В кремлевской экспозиции – вещи 1904–1906 годов; это чрезвычайно редкие произведения, среди них – сет из хрустального стекла. Из стекла Лалик делает лепестки цветов, женские головки, тельца насекомых, небольшие детали. Делает сам, в своей мастерской. Он очень увлекался стеклом. Повторим, для Лалика любые материалы – бриллианты, камни, рог, эмали – были как краски для живописца. Они увлекали его цветом, фактурой, текстурой, художественными возможностями. Он использовал их интуитивно, эмоционально и очень богато – не в смысле рыночной стоимости, а в смысле драматургии. И стекло постепенно играло все большую и большую роль в его украшениях.

Подвеска с цепочкой «Обнаженные с лилиями». Бесцветное стекло, золото, аквамарин, эмаль, гравировка. Париж. Около 1904–1906 гг.
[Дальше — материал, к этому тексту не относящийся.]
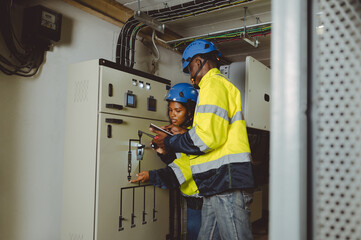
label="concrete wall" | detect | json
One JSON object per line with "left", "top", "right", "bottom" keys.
{"left": 0, "top": 1, "right": 187, "bottom": 240}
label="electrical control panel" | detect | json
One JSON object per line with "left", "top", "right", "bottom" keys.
{"left": 62, "top": 59, "right": 171, "bottom": 240}
{"left": 98, "top": 59, "right": 169, "bottom": 118}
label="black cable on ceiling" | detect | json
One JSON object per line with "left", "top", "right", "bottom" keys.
{"left": 130, "top": 25, "right": 146, "bottom": 68}
{"left": 125, "top": 20, "right": 141, "bottom": 67}
{"left": 0, "top": 45, "right": 45, "bottom": 77}
{"left": 148, "top": 0, "right": 254, "bottom": 22}
{"left": 116, "top": 0, "right": 253, "bottom": 68}
{"left": 116, "top": 17, "right": 133, "bottom": 65}
{"left": 116, "top": 18, "right": 127, "bottom": 65}
{"left": 0, "top": 1, "right": 27, "bottom": 63}
{"left": 0, "top": 0, "right": 47, "bottom": 77}
{"left": 116, "top": 16, "right": 141, "bottom": 66}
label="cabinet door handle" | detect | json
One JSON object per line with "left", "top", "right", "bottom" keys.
{"left": 106, "top": 104, "right": 123, "bottom": 110}
{"left": 264, "top": 94, "right": 270, "bottom": 102}
{"left": 106, "top": 118, "right": 123, "bottom": 124}
{"left": 108, "top": 84, "right": 113, "bottom": 97}
{"left": 107, "top": 125, "right": 112, "bottom": 138}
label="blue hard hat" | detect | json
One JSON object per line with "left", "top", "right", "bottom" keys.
{"left": 181, "top": 39, "right": 221, "bottom": 73}
{"left": 165, "top": 83, "right": 198, "bottom": 103}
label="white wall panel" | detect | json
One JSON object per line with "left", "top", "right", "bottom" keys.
{"left": 0, "top": 1, "right": 185, "bottom": 240}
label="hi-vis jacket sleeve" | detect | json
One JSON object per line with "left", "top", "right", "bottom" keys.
{"left": 164, "top": 132, "right": 204, "bottom": 155}
{"left": 149, "top": 166, "right": 180, "bottom": 189}
{"left": 157, "top": 151, "right": 176, "bottom": 165}
{"left": 164, "top": 73, "right": 230, "bottom": 155}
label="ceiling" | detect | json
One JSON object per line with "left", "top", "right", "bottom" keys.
{"left": 116, "top": 0, "right": 272, "bottom": 66}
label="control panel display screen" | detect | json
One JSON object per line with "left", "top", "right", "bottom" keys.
{"left": 125, "top": 92, "right": 136, "bottom": 108}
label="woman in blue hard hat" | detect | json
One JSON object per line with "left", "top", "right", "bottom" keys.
{"left": 151, "top": 39, "right": 254, "bottom": 240}
{"left": 131, "top": 83, "right": 202, "bottom": 240}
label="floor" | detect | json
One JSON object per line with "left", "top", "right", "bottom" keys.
{"left": 252, "top": 211, "right": 269, "bottom": 240}
{"left": 253, "top": 232, "right": 268, "bottom": 240}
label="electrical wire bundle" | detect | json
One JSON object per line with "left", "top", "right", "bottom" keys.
{"left": 172, "top": 24, "right": 272, "bottom": 51}
{"left": 116, "top": 0, "right": 254, "bottom": 68}
{"left": 0, "top": 0, "right": 46, "bottom": 77}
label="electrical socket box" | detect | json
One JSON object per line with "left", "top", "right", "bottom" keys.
{"left": 220, "top": 56, "right": 271, "bottom": 131}
{"left": 22, "top": 5, "right": 62, "bottom": 46}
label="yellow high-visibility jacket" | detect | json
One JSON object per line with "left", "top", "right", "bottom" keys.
{"left": 149, "top": 133, "right": 200, "bottom": 198}
{"left": 169, "top": 152, "right": 200, "bottom": 197}
{"left": 164, "top": 68, "right": 254, "bottom": 196}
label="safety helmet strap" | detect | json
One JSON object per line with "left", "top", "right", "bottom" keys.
{"left": 190, "top": 58, "right": 208, "bottom": 89}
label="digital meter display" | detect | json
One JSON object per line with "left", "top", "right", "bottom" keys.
{"left": 125, "top": 92, "right": 136, "bottom": 108}
{"left": 128, "top": 95, "right": 134, "bottom": 105}
{"left": 41, "top": 11, "right": 57, "bottom": 30}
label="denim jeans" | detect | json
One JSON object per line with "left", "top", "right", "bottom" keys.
{"left": 187, "top": 207, "right": 202, "bottom": 240}
{"left": 197, "top": 190, "right": 253, "bottom": 240}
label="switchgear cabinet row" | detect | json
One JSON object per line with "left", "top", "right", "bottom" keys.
{"left": 62, "top": 59, "right": 171, "bottom": 240}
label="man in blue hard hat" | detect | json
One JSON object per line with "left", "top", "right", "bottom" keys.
{"left": 151, "top": 39, "right": 254, "bottom": 240}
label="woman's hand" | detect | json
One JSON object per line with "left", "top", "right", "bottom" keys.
{"left": 129, "top": 171, "right": 149, "bottom": 183}
{"left": 167, "top": 124, "right": 188, "bottom": 135}
{"left": 149, "top": 127, "right": 169, "bottom": 149}
{"left": 155, "top": 147, "right": 166, "bottom": 155}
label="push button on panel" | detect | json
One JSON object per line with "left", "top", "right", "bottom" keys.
{"left": 147, "top": 96, "right": 156, "bottom": 112}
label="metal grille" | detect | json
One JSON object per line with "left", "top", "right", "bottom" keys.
{"left": 73, "top": 80, "right": 89, "bottom": 103}
{"left": 313, "top": 0, "right": 361, "bottom": 239}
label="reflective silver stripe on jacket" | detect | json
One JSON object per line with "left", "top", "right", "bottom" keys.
{"left": 175, "top": 153, "right": 181, "bottom": 159}
{"left": 216, "top": 73, "right": 228, "bottom": 79}
{"left": 197, "top": 104, "right": 244, "bottom": 124}
{"left": 197, "top": 104, "right": 229, "bottom": 122}
{"left": 190, "top": 104, "right": 228, "bottom": 152}
{"left": 190, "top": 106, "right": 244, "bottom": 152}
{"left": 230, "top": 111, "right": 245, "bottom": 124}
{"left": 189, "top": 127, "right": 210, "bottom": 152}
{"left": 181, "top": 191, "right": 201, "bottom": 198}
{"left": 190, "top": 152, "right": 252, "bottom": 174}
{"left": 169, "top": 162, "right": 186, "bottom": 185}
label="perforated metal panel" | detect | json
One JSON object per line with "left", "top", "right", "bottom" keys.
{"left": 73, "top": 80, "right": 89, "bottom": 103}
{"left": 313, "top": 1, "right": 361, "bottom": 239}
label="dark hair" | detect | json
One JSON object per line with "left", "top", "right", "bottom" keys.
{"left": 168, "top": 100, "right": 197, "bottom": 127}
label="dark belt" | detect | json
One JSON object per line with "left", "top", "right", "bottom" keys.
{"left": 184, "top": 197, "right": 203, "bottom": 210}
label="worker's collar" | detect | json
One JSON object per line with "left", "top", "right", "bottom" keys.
{"left": 198, "top": 68, "right": 221, "bottom": 88}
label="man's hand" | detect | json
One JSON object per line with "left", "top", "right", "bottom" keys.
{"left": 168, "top": 125, "right": 188, "bottom": 135}
{"left": 149, "top": 126, "right": 169, "bottom": 149}
{"left": 129, "top": 171, "right": 149, "bottom": 183}
{"left": 149, "top": 124, "right": 187, "bottom": 150}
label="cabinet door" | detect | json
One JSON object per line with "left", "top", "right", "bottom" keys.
{"left": 96, "top": 113, "right": 170, "bottom": 240}
{"left": 245, "top": 56, "right": 271, "bottom": 131}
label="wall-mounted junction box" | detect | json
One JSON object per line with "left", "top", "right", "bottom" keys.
{"left": 220, "top": 56, "right": 271, "bottom": 131}
{"left": 22, "top": 5, "right": 62, "bottom": 46}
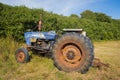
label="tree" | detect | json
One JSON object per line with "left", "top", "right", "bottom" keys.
{"left": 95, "top": 12, "right": 112, "bottom": 23}
{"left": 80, "top": 10, "right": 96, "bottom": 20}
{"left": 70, "top": 14, "right": 79, "bottom": 18}
{"left": 0, "top": 2, "right": 120, "bottom": 41}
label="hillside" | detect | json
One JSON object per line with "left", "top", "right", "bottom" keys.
{"left": 0, "top": 3, "right": 120, "bottom": 41}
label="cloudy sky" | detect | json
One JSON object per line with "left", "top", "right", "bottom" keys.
{"left": 0, "top": 0, "right": 120, "bottom": 19}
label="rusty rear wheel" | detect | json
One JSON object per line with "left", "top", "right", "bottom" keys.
{"left": 52, "top": 33, "right": 94, "bottom": 73}
{"left": 15, "top": 48, "right": 30, "bottom": 63}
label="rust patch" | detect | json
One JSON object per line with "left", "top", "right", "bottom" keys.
{"left": 16, "top": 51, "right": 25, "bottom": 62}
{"left": 92, "top": 58, "right": 109, "bottom": 69}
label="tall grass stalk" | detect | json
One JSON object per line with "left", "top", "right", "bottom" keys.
{"left": 0, "top": 37, "right": 21, "bottom": 79}
{"left": 0, "top": 37, "right": 20, "bottom": 62}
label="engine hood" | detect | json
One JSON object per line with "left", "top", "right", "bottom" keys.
{"left": 24, "top": 31, "right": 57, "bottom": 45}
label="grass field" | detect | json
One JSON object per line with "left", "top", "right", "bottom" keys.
{"left": 0, "top": 38, "right": 120, "bottom": 80}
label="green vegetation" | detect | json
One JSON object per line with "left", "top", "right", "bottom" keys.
{"left": 0, "top": 3, "right": 120, "bottom": 41}
{"left": 0, "top": 2, "right": 120, "bottom": 80}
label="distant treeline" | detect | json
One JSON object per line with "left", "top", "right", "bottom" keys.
{"left": 0, "top": 3, "right": 120, "bottom": 41}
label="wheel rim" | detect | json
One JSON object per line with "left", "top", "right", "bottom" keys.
{"left": 16, "top": 51, "right": 25, "bottom": 62}
{"left": 62, "top": 45, "right": 82, "bottom": 64}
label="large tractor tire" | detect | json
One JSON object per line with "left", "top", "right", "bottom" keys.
{"left": 52, "top": 33, "right": 94, "bottom": 73}
{"left": 15, "top": 48, "right": 30, "bottom": 63}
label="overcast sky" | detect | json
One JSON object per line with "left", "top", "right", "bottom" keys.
{"left": 0, "top": 0, "right": 120, "bottom": 19}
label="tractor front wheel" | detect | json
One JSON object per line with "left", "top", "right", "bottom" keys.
{"left": 15, "top": 48, "right": 30, "bottom": 63}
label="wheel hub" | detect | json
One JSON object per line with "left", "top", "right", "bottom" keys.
{"left": 16, "top": 51, "right": 25, "bottom": 62}
{"left": 62, "top": 45, "right": 82, "bottom": 63}
{"left": 66, "top": 51, "right": 75, "bottom": 60}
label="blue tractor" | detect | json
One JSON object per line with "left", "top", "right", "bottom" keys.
{"left": 15, "top": 28, "right": 94, "bottom": 74}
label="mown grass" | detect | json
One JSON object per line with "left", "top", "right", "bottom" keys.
{"left": 0, "top": 38, "right": 120, "bottom": 80}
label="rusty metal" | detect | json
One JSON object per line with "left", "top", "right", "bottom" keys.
{"left": 92, "top": 58, "right": 109, "bottom": 69}
{"left": 62, "top": 45, "right": 82, "bottom": 64}
{"left": 16, "top": 51, "right": 25, "bottom": 62}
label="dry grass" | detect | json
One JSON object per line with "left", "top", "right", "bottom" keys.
{"left": 0, "top": 39, "right": 120, "bottom": 80}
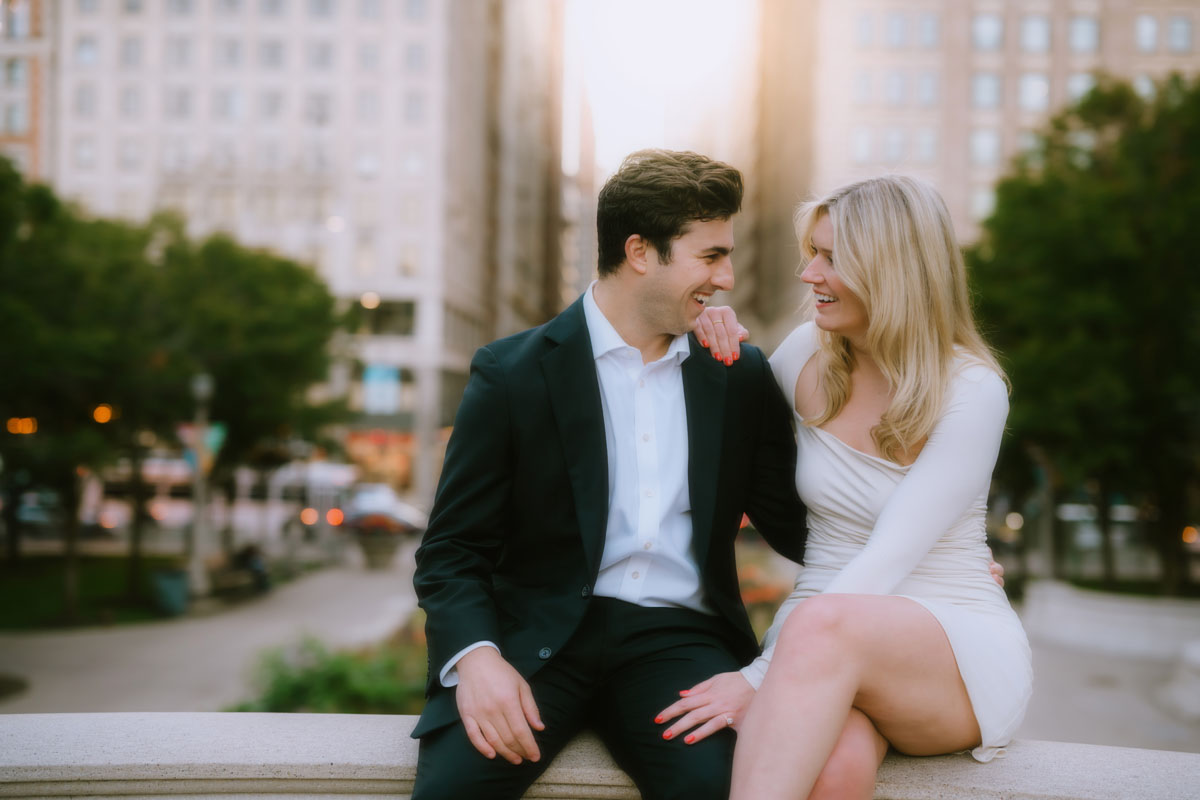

«Вот этот гарнитур, “Обнаженные с лилиями”, – рассказывает куратор выставки, старший научный сотрудник Музеев Московского Кремля Лариса Пешехонова, – очень редок! Парюра состоит из подвески с цепочкой, кольца и браслета. Кулон – хрустальное стекло, золото, аквамарины, эмаль, сапфиры. Женские фигуры выполнены в технике инталий, то есть с оборотной стороны в контррельефе. Они отгравированы. Исключительно тонкая, выразительная пластика и графика. Каждая фигурка отдельная, они не повторяются, это не просто рапорт. Рисунок очень точен – две фигуры, обращенные к центральному камню. Лалик любит голубые камни, бирюзовая, голубая гамма встречается у него и в эмалях, и в самоцветах. Его выставки и показы называли “симфониями в белом”, “симфониями в голубом”, “симфониями в зеленом”… Он был настоящим живописцем! Эти эмалевые веточки на лицевой стороне сделаны почти плоскостными, еле читаемыми, а веточка в контррельефе на оборотной стороне то совмещается с эмалевой, зеленой на лицевой стороне, то нет. Получается пространственная игра между двумя тончайшими рисунками. Эта, казалось бы, незначительность, тонкость дает глубину ощущения и выразительности рисунка и пластики. Этот воздух, небо, пространство, чистота будут постоянно чувствоваться и воплощаться Лаликом в любых материалах. Великолепно ренессансное колечко из этого гарнитура. Ренессансное потому, что оно маленького размера и носилось на второй фаланге мизинца. У Лалика все колечки, представленные в экспозиции, крохотные, очень изящные».

Подвеска «Две рыбы». Золото, эмаль, стекло, сердолик; прессование. Париж. Около 1905 г.

Он умел держать в руках штихель, был прекрасным мастером. Он все умел делать сам, был абсолютно компетентен. Великий Галле был одним из тех, кто искренне восхищался Лаликом, заказывал у него вещи для своих знакомых. «Блестящий мэтр, – обращается он к нему в письме, – я благодарю за наслаждение, полученное при изучении Ваших чарующих творений». Галле называл Лалика «изобретателем окончательного образа современного украшения». Он писал, что его драгоценности «обеспечивают завоевание личности, характера и стиля».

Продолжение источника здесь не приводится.